The trouble with B’s is not their sting.  In fact, the trouble with B’s is that they don’t have enough sting in the first place.  They’re voiceless!

We’re talkin’ letters here.  B’s are known as voiceless consonants, and like P’s and V’s they are not produced by vibrations of the vocal cords.  That lack of sting makes them rather subtle in speech.  Just ask a Spanish speaker the difference between ven and ben.

If this is an issue in speech, just think of the problem when it is translated into singing!

The first big number in Joseph and the Amazing Technicolor Dreamcoat ends with a formidable list of 29 random colours which the singers have to learn and intone on one pitch.  The colours refer to Joseph’s Coat, and although what’s going on is obvious to the audience, the actual names of those 29 colours are, not surprisingly, largely lost in the stream of words.

As I taught this song to a community group recently, we worked hard on pressing air through consonants and vowels alike to display the colours with clarity.  The last phrase of the song is formed from the nine remaining colours, ending triumphantly on ‘blue’.  But I could barely tell what that colour was.  It seemed like just another syllable, another sound in a stream of non-descript sounds.

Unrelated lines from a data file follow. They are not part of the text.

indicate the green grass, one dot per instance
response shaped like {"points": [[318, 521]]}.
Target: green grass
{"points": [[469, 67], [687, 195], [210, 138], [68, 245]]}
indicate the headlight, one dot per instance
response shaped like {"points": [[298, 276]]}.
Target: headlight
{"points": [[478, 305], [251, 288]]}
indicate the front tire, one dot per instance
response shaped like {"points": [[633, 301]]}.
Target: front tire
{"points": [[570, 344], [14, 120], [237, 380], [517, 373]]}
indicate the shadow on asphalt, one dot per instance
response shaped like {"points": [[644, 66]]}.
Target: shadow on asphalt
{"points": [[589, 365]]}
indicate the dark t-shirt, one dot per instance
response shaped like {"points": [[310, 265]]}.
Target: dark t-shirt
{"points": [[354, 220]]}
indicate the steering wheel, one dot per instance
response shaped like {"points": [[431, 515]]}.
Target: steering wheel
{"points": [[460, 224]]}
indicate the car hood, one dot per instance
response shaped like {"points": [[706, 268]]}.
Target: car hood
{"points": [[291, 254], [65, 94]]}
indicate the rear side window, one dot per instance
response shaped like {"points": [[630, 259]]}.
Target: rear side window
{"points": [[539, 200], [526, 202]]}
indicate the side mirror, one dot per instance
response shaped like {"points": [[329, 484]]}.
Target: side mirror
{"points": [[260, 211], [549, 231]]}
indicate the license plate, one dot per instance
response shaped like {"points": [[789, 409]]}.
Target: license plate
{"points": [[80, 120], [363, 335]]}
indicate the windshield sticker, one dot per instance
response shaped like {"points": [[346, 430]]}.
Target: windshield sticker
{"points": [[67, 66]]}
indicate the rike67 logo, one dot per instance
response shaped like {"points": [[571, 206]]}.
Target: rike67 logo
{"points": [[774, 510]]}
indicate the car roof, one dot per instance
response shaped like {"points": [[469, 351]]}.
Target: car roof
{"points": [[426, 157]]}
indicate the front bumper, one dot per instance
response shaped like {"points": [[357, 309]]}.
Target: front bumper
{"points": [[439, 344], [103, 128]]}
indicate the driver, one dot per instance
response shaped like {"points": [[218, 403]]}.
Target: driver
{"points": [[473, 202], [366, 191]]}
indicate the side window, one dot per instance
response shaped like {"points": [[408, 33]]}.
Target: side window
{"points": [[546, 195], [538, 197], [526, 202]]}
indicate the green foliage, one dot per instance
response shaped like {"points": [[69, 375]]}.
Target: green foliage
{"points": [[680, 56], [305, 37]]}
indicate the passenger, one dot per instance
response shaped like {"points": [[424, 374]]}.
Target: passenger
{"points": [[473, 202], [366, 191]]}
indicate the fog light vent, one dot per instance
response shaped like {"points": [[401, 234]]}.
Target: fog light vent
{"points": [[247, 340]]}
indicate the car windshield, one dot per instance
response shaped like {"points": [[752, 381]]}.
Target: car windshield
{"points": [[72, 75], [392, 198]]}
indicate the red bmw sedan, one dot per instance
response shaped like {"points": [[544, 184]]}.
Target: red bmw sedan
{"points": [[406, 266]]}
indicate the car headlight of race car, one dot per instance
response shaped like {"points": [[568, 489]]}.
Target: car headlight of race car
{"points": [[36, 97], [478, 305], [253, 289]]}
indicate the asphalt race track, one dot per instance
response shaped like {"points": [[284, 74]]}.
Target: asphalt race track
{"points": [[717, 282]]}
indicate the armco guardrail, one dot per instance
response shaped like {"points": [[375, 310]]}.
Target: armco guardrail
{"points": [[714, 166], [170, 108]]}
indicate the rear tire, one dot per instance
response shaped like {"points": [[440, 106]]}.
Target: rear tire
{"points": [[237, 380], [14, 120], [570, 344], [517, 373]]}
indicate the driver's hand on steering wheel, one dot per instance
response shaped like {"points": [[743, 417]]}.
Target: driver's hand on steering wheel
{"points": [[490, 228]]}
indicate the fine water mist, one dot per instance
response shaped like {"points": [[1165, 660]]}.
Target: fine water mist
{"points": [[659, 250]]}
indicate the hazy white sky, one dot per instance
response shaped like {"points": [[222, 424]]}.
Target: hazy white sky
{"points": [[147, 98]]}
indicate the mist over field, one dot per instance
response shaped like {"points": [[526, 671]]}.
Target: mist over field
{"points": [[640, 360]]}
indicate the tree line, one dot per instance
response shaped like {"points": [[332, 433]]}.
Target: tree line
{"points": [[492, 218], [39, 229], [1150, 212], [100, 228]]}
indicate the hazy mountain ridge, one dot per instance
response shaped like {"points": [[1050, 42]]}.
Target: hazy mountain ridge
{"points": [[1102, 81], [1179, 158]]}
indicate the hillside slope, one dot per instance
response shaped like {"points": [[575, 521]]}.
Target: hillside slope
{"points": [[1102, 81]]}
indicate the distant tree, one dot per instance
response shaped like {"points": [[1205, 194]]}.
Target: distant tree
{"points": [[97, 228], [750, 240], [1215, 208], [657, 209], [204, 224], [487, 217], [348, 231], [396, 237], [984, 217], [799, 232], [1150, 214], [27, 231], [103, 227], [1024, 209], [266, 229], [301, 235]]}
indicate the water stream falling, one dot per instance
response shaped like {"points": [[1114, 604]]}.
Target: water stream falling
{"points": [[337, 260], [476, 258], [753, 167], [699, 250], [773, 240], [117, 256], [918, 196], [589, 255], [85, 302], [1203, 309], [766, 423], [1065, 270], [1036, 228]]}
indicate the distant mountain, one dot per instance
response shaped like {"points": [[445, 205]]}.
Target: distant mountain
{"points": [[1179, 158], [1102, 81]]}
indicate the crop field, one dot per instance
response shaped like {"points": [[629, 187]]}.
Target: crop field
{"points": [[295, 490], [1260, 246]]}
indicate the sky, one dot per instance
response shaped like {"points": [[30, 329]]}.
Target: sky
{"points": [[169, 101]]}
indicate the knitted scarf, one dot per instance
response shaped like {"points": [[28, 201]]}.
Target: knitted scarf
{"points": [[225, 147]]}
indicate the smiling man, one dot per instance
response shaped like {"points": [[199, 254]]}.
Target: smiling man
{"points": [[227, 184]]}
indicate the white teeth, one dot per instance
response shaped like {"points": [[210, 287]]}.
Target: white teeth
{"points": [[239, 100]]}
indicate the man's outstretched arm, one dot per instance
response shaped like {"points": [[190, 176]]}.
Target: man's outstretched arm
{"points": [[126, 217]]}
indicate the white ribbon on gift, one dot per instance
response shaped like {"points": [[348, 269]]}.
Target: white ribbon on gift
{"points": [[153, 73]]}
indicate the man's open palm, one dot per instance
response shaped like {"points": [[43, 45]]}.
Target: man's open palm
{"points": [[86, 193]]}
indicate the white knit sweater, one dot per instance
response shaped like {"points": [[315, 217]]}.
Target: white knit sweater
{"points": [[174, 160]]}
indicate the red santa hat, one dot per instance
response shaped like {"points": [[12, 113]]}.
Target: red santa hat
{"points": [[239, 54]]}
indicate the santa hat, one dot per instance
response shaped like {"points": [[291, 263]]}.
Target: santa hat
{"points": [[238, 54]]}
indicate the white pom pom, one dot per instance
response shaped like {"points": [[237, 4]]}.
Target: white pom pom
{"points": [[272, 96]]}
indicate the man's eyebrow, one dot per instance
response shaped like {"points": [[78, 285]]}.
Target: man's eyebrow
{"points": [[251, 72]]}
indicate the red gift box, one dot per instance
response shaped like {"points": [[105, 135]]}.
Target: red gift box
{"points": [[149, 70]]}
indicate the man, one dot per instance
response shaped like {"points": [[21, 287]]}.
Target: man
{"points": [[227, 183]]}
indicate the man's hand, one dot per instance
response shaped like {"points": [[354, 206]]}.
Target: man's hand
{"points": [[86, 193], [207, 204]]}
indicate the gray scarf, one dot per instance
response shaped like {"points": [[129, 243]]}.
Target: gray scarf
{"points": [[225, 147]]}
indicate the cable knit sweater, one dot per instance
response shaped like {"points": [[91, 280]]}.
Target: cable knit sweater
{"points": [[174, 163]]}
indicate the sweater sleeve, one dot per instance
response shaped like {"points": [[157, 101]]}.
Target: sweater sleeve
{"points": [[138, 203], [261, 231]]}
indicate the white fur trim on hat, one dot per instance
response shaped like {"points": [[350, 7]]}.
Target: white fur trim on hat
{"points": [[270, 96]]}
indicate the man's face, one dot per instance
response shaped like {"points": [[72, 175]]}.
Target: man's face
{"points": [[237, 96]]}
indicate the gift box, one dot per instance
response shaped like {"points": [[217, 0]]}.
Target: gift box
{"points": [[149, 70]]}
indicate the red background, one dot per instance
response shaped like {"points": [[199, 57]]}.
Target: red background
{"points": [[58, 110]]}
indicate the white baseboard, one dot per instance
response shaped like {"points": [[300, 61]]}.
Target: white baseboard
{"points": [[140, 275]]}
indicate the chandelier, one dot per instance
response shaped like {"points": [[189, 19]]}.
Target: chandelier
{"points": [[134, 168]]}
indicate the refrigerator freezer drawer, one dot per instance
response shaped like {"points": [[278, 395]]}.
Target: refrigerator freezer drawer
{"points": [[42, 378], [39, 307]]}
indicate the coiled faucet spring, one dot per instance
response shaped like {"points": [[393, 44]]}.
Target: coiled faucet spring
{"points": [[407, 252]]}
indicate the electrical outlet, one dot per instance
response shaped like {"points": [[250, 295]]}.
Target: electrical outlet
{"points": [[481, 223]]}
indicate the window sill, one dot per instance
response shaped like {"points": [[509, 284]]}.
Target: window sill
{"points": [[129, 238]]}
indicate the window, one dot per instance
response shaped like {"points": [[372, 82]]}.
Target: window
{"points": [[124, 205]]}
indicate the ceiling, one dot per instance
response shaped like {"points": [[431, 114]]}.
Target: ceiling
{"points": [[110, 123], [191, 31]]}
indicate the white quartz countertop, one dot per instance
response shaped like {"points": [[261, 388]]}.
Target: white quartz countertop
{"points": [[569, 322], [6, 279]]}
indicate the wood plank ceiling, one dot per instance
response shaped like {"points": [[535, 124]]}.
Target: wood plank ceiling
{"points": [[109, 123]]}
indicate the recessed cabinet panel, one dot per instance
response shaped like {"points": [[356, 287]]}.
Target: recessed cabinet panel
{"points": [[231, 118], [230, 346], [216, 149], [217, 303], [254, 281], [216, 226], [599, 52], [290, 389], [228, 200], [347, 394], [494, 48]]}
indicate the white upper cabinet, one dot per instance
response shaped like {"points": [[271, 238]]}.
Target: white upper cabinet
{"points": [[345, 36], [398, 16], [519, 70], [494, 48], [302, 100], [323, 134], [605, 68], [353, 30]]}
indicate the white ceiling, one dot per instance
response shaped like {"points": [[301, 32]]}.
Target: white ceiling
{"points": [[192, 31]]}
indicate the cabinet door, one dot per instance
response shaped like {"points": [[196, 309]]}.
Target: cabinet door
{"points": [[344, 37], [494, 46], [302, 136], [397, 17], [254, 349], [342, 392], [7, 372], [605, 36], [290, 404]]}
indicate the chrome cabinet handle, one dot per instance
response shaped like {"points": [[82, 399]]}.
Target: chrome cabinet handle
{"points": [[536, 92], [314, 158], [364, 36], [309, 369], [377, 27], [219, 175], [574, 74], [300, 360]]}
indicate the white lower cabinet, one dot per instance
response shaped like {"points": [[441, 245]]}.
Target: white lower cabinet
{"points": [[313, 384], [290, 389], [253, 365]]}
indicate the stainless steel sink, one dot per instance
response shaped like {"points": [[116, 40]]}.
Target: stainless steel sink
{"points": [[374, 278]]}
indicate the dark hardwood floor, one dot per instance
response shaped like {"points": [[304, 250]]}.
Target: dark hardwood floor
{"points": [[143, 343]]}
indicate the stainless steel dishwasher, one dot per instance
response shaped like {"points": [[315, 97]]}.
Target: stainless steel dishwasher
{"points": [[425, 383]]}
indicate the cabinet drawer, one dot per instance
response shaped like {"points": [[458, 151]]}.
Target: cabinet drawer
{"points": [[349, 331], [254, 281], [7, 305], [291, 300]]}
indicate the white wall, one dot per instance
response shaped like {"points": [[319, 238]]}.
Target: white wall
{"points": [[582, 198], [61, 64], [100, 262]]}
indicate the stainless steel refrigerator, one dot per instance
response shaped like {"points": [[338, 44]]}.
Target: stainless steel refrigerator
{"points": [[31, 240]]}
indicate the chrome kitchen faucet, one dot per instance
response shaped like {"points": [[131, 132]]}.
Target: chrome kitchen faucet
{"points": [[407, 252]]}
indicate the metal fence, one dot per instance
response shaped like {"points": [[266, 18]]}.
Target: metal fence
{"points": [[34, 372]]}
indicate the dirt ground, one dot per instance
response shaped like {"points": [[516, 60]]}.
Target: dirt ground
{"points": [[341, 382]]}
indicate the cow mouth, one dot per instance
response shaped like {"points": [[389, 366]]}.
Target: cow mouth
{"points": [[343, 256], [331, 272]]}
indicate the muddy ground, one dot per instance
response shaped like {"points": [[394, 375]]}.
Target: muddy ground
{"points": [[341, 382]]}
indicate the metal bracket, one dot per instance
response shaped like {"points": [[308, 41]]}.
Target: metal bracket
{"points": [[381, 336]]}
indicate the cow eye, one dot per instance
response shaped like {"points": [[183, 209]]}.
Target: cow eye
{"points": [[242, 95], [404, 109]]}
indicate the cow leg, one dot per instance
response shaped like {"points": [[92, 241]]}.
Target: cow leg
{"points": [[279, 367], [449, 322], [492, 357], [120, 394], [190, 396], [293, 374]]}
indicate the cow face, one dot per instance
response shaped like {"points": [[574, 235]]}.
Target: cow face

The answer was to give the B more sting . . . to give it a voice that it didn’t normally have.  In other words—exaggerate the initial sound ‘buh’ so that the subtlety of the letter was overcome and the word was clear.  After a few tries we arrived at a rather convincing, if not downright charming B’loo!  And the point of the song was saved.

Singing sometimes benefits from a little exaggeration, especially when it comes to voiceless consonants.  So, try adding a little sting to your B’s and see if the trouble of clarity is improved.